More traders and crypto-centric businesses have now stepped forward seeking the judiciary’s intervention against an April 2018 RBI diktat that attempts to put the noose around the country’s homegrown digital currency industry.
India, a major economic center in the world, has a relatively small but fast-expanding cryptocurrency market. However, the country’s government and financial regulators have so far adopted a hostile approach towards the still-nascent domestic crypto industry. For example, the RBI, India’s central banking institution, has repeatedly warned investors against riding the crypto wave citing possible risks associated with the unregulated and extremely fluctuating digital asset market.
Last month, the RBI issued a circular forbidding all financial institutions regulated by it from providing banking services to individuals and entities that deal in cryptocurrencies. Expectedly, the circular didn’t go down well with investors and digital currency exchanges that considered it no less than an existential threat for the industry. Pushbacks ensued.
RBI dragged to the court over the crypto crackdown
The first major challenge against the RBI circular came in the form of a petition filed by Kali Digital Eco-Systems in the Delhi High Court. Kalu Digital is the parent company of the forthcoming cryptocurrency exchange Coin Recoil.
The petition listed the RBI, the GST Council, and the Ministry of Finance as the intended respondents under Article 19 (1) (g) of the Constitution that ensures the right to carry on any occupation, trade, or business. Article 14, which forbids any kind of discrimination between equals was also invoked.
That was, however, only the beginning. Since then a number of cryptocurrency investors and businesses have appealed to the legal system to enforce a quick repeal of the RBI circular, which they view as not just draconian, but also unconstitutional.
The legal standing of the RBI diktat
While the onus is on the Delhi High Court to determine the legality of the RBI circular, the petitioners opposing the move are confident that their principle argument in the case is firmly rooted in constitutional values.
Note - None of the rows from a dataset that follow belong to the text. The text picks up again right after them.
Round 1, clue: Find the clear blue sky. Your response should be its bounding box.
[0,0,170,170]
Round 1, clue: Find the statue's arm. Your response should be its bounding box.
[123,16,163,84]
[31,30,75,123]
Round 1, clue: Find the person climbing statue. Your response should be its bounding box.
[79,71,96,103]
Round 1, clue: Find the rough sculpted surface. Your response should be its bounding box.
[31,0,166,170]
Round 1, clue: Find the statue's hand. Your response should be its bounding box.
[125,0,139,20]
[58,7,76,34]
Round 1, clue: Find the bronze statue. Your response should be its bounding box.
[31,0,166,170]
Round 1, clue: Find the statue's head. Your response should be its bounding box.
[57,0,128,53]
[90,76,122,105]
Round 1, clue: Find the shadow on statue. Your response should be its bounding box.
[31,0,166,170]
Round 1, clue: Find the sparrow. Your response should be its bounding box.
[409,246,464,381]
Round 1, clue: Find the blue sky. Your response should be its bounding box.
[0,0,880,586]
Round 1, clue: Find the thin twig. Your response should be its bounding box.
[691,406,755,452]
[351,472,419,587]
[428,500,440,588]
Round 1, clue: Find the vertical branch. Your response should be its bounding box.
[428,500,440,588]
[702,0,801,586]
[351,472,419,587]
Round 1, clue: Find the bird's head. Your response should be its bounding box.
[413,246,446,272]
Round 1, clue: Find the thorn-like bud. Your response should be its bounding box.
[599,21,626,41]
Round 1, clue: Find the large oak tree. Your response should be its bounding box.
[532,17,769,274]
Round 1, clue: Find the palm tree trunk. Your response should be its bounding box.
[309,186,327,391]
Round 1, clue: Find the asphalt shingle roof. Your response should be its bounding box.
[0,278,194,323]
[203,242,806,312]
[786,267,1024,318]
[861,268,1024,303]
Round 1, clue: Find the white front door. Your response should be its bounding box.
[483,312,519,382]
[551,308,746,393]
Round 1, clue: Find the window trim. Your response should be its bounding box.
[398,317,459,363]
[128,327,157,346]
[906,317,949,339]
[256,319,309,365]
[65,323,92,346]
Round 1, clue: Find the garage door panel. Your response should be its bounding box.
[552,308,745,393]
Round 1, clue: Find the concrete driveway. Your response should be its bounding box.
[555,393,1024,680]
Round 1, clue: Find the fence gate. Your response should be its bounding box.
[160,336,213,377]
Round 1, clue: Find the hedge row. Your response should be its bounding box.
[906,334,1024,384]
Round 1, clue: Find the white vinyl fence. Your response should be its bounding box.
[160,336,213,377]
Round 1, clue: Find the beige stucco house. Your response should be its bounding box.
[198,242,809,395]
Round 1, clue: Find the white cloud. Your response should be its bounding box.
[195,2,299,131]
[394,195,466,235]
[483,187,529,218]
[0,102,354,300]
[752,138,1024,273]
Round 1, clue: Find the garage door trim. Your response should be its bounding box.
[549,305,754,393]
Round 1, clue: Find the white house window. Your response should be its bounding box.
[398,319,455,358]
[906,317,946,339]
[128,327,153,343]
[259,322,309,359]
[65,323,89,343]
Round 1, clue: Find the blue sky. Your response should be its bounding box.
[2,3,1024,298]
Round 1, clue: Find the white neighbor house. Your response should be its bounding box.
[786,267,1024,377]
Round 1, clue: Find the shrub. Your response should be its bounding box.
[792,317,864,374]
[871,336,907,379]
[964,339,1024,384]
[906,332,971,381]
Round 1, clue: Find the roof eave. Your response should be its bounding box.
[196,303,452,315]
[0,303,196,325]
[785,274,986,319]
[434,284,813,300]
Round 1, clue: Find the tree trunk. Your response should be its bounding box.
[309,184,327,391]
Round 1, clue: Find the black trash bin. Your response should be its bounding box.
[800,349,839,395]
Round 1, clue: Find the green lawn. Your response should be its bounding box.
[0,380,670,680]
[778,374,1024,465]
They argue that so long as they’re not violating any law, it is their legal right to be able to continue using banking services regardless of the nature of their business.
11 representatives from various cryptocurrency-centric businesses recently joined forces to raise a united front against the banking regulator. They challenged the RBI in a writ petition that underlines that cryptocurrencies are not illegal in India. They argued:
“Banking is an essential service. How can one deny access to an essential service when I am not doing anything illegal? You have not declared Virtual Currencies illegal in the country.”
Notwithstanding the controversy, India’s digital currency exchanges are still facilitating crypto-to-crypto trading as they continue searching for any possible loophole in the RBI circular.